Alors que le contexte international avec la guerre en Ukraine menace la sécurité alimentaire, le déficit pluviométrique menace le développement des cultures et les rendements à venir. Pour anticiper au maximum les conséquences de la sécheresse, le gouvernement tente d’anticiper et a déjà travaillé à un plan d’action à court et moyen terme, annonçant également des financements supplémentaires.

Si la situation est préoccupante, mais pas définitive, le gouvernement veut se donner les moyens d’agir pour préserver au maximum les cultures face à la sécheresse. Le déficit dans la recharge des nappes (entre septembre 2021 et mars 2022) est de l’ordre de 20 %, principalement dans le Grand-Est, dans le nord de la Nouvelle Aquitaine, en Paca et en Corse, et le déficit pluviométrique a atteint 25 % au mois d’avril. En conséquence, les sols s’avèrent excessivement secs dans les zones les plus concernées (Paca, Grand-Est, Lozère, Cantal, Côte d’Or, Meuse et Nord Pas-de-Calais), a précisé le cabinet de Bérangère Abba, secrétaire d’Etat à la biodiversité.

Dans le contexte de #sécheresse que subit notre pays, mobilisation des agences de l’eau avec @b_abbaNous avons débloqué 100 millions d’euros pour accroître leurs capacités d’action. pic.twitter.com/xKYjhUyGmN

— Julien Denormandie (@J_Denormandie) May 9, 2022

Entre septembre et avril, le déficit de précipitations est de l’ordre de 19 %, un déficit pour le moment moins important que lors de la sécheresse de 2017. Cependant, les prévisions météo – à prendre avec prudence – estiment que les températures resteront plus chaudes que la normales, d’où « un risque de sécheresse très probable », indique le cabinet. A date, 15 départements ont dépassé le stade de la vigilance, avec 7 départements en alerte, 6 départements en alerte renforcée, et deux départements en crise.

Baisse des rendements à prévoir

Les cultures d’hiver peuvent pour le moment tirer la ressource en eau dans le sol, mais des situations de tensions sont observées dans les secteurs où les sols sont superficiels ou faibles, d’où une dégradation du rendement à prévoir.

Quant aux cultures de printemps, l’implantation récente les rend particulièrement dépendantes des précipitations à venir, et « l’absence d’eau dans les 15 jours pourrait remettre en cause la production et le développement de plantes comme les betteraves, le tournesol ou le maïs », prévient de son côté le ministère de l’agriculture. Néanmoins, il reste trop tôt pour anticiper les impacts.

Enfin, la production d’herbe, qui avait été plutôt bonne sur le début du printemps, est ralentie avec la situation de sécheresse.

Des mesures à court et moyen terme

Pour anticiper au maximum les impacts, le gouvernement a réuni ce 9 mai les agences de l’eau, puis les représentants agricoles, pour mettre en place au plus vite un plan d’action. Le 12 avril, des consignes avaient été données aux préfets coordinateurs de bassin pour rappeler la priorisation de l’usage de l’eau pour l’eau potable, la production agricole et la production d’énergie.

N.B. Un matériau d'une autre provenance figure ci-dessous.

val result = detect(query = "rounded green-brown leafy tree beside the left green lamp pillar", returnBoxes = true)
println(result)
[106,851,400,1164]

Les dépenses des agences de l’eau ont également été déplafonnées de 100 M€ afin de financer des projets qui pourraient faciliter l’accès à l’eau, comme reconnecter des réseaux d'eau potable, financer un projet d’abreuvement pour les animaux, mobiliser des ouvrages existants, curer des ressources, détaille le ministère.

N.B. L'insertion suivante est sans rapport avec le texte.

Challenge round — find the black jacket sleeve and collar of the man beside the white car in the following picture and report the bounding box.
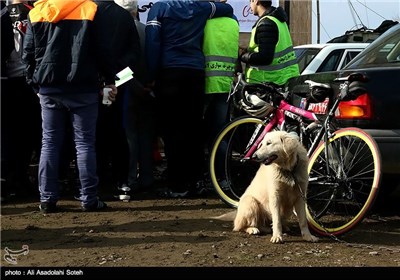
[241,7,288,65]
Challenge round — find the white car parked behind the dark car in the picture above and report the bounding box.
[294,43,369,75]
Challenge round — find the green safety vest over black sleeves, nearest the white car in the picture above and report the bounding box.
[246,16,300,85]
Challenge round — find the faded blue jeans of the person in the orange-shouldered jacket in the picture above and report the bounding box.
[38,92,99,206]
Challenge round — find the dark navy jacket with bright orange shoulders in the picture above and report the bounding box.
[22,0,116,93]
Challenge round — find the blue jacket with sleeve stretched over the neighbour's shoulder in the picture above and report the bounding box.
[146,0,233,81]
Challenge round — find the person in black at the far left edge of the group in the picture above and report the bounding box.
[1,0,41,201]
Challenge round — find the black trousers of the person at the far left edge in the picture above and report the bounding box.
[1,77,42,195]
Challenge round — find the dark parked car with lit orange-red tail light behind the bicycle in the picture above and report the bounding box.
[288,24,400,192]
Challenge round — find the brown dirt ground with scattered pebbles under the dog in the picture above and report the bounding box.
[1,176,400,271]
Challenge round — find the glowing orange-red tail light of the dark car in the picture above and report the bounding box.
[335,93,372,119]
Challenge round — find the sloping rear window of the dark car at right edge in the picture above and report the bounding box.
[344,25,400,69]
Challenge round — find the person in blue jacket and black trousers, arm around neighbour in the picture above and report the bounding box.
[146,0,233,197]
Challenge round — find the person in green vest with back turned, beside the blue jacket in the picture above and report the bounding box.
[203,17,241,184]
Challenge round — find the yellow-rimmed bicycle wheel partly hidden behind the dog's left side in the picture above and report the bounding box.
[209,116,264,208]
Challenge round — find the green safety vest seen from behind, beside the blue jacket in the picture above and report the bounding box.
[203,17,239,93]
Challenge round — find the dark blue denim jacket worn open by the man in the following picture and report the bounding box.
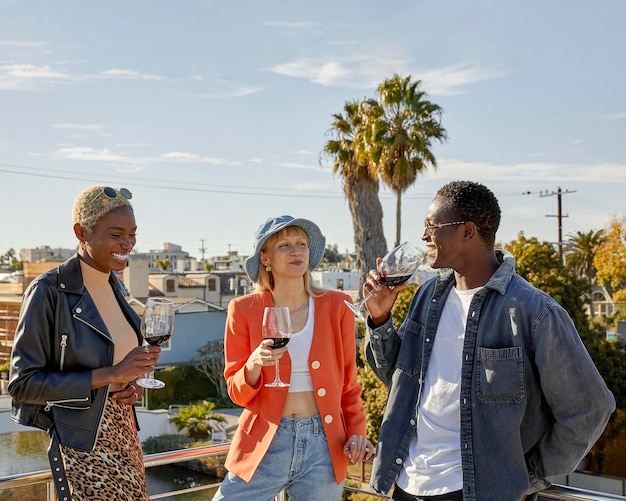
[365,252,615,501]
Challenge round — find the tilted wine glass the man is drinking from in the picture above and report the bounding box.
[344,242,427,320]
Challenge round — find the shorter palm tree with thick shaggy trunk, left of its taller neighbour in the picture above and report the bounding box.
[323,100,387,288]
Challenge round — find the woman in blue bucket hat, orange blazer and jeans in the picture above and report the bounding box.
[213,216,374,501]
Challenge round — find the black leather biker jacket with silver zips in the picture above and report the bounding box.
[8,255,141,451]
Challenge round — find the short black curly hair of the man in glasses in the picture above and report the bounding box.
[436,181,502,245]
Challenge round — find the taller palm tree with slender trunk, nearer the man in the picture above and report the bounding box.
[370,74,448,245]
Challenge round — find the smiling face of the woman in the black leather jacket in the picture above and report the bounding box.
[74,206,137,273]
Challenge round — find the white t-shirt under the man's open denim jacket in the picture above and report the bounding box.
[397,288,480,496]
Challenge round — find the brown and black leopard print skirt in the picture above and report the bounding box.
[61,398,150,501]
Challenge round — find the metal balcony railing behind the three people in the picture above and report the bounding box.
[0,443,626,501]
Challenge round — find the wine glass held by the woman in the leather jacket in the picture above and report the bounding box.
[137,297,174,389]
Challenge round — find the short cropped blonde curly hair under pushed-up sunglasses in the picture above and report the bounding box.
[72,185,133,233]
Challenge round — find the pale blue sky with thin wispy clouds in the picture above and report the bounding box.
[0,0,626,258]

Enfin, l’enveloppe de 20 M€ prévue dans un appel à projet de France 2030, dans le cadre du Varenne de l’eau, pour financer des projets d’optimisation d’usage de l’eau, va être ré-abondée de 20 M€ supplémentaires pour répondre à court terme aux besoins d’investissements pour mettre en place des techniques d’irrigation plus performantes.

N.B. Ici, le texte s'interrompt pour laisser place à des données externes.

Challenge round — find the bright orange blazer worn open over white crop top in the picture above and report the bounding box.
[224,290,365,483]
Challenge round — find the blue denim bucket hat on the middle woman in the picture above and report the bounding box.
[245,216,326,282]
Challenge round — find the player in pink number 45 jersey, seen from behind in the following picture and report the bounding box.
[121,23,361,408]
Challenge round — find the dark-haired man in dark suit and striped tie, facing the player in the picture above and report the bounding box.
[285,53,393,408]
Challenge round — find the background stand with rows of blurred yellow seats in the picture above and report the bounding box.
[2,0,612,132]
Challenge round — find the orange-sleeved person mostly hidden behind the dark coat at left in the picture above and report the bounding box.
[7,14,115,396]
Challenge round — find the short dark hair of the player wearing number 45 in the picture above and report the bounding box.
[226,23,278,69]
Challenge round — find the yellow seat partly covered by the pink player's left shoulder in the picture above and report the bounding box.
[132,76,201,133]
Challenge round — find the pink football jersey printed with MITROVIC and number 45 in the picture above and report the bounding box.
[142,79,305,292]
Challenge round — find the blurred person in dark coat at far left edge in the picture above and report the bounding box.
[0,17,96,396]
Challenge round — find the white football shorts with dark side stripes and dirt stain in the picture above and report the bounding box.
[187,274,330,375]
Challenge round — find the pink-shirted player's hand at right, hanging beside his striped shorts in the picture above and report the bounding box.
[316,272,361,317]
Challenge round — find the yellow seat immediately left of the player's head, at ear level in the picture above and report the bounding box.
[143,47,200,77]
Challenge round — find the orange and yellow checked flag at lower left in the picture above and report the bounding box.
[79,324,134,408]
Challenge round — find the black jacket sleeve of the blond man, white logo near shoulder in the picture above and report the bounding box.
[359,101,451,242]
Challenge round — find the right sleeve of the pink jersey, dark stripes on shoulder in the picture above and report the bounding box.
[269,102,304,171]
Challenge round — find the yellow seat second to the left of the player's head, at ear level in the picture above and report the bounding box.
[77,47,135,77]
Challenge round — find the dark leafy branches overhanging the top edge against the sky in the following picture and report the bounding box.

Le gouvernement souhaite également mobiliser au maximum les surfaces en herbe, en optimisant la récolte, mais également en facilitant l’accès des éleveurs à certaines surfaces, comme les zones militaires, le long des voies ferrées, par exemple.

Enfin, après la nomination en avril du délégué interministériel en charge du suivi des mesures du Varenne de l’eau, le décret sur les volumes prélevables (permettant d’accélérer la connaissance sur les volumes que l’on peut prélever en hiver) pourra être pris rapidement, indique le cabinet.